Here’s an excerpt from Ruth’s 2019 10K.

 Labor shortages or increases in labor costs could slow our growth or harm our business.

In addition, we have a substantial number of hourly employees who are paid wage rates at or based on the federal or state minimum wage and who rely on tips as a large portion of their income. Governmental entities have acted to increase minimum wage rates in several jurisdictions wherein Company-owned restaurants are located. The federal minimum wage may be increased and there likely will be additional minimum wage increases implemented in other states in which we operate or seek to operate.  Likewise, changes to existing tip credit laws (which dictate the amounts an employer is permitted to assume an employee receives in tips when calculating the employee’s hourly wage for minimum wage compliance purposes) continue to be proposed and implemented at both the federal and state government levels.  As federal and/or state minimum wage rates increase and allowable tip credits decrease, we may need to increase not only the wage rates of our minimum wage employees but also the wages paid to our employees who are paid above the minimum wage, which will increase our labor costs. 


The company has been aggressive raising liquidity, fully drawing on their revolver and issuing shares on 5/26/20. I estimate they are sitting on $112mm in cash and the revolver is at $150mm and due on 2/22/22. It will be a race to see if their business can fully recover before their revolver is due. I think recovery is going to be much slower for RUTH than the company anticipates and Their product does not lend itself to take-out.

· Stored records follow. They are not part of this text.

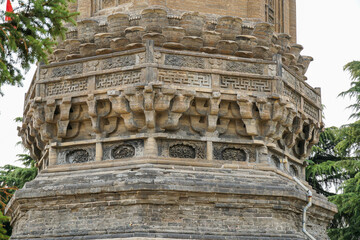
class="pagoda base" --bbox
[7,159,336,240]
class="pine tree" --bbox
[306,61,360,240]
[0,0,77,94]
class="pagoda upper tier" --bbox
[74,0,296,42]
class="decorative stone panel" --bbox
[51,63,83,78]
[103,140,144,160]
[213,143,256,162]
[226,61,265,74]
[103,55,136,70]
[96,71,141,89]
[165,55,205,68]
[158,140,206,159]
[57,145,95,165]
[220,76,272,92]
[46,79,88,96]
[159,69,211,88]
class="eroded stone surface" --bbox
[7,0,336,240]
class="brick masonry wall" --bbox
[8,164,330,240]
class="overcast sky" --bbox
[0,0,360,166]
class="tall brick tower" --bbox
[7,0,336,240]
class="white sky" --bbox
[0,0,360,166]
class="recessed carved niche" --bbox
[169,144,196,158]
[221,148,247,162]
[158,140,206,159]
[66,149,90,163]
[213,143,256,162]
[111,145,135,159]
[57,145,95,165]
[103,140,144,160]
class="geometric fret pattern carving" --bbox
[159,69,211,88]
[46,79,88,96]
[51,63,83,78]
[220,76,272,92]
[304,101,319,120]
[96,71,141,89]
[103,55,136,70]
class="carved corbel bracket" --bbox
[108,91,140,131]
[256,98,272,121]
[163,91,196,130]
[87,95,101,133]
[143,86,156,129]
[237,94,253,119]
[207,92,221,132]
[60,97,71,121]
[45,99,56,123]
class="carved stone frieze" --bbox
[226,61,265,75]
[159,69,211,88]
[102,55,136,70]
[220,76,272,92]
[165,54,205,68]
[51,63,83,78]
[46,79,88,96]
[96,71,141,89]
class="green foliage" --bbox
[0,154,37,240]
[306,61,360,240]
[329,172,360,240]
[0,211,10,240]
[0,0,77,94]
[306,122,360,240]
[339,61,360,119]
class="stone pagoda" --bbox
[6,0,336,240]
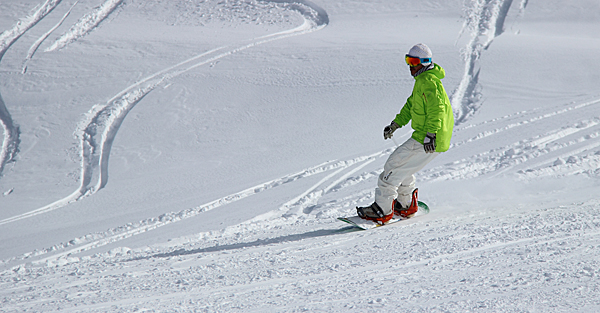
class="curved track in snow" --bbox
[0,0,329,225]
[0,0,61,177]
[450,0,527,125]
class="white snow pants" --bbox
[375,138,440,214]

I do not hold a position with the issuer such as employment, directorship, or consultancy.
I and/or others I advise do not hold a material investment in the issuer's securities.


1) 5.6mm share offering on 5/26 creates near-term overhang

2) Earnings estimates seem way to optimistic and their business does not lend itself to take-out even though the company is heavily promoting their small pivot to take-out. Losses will ensue as the recovery for their core customers will be much slower than anticipated. At 50% capacity and diminished bar revenue, this is a money losing business.

3)As losses mount, focus will shift towards the looming revolver due date on 2/2/22 causing shareholders to bail.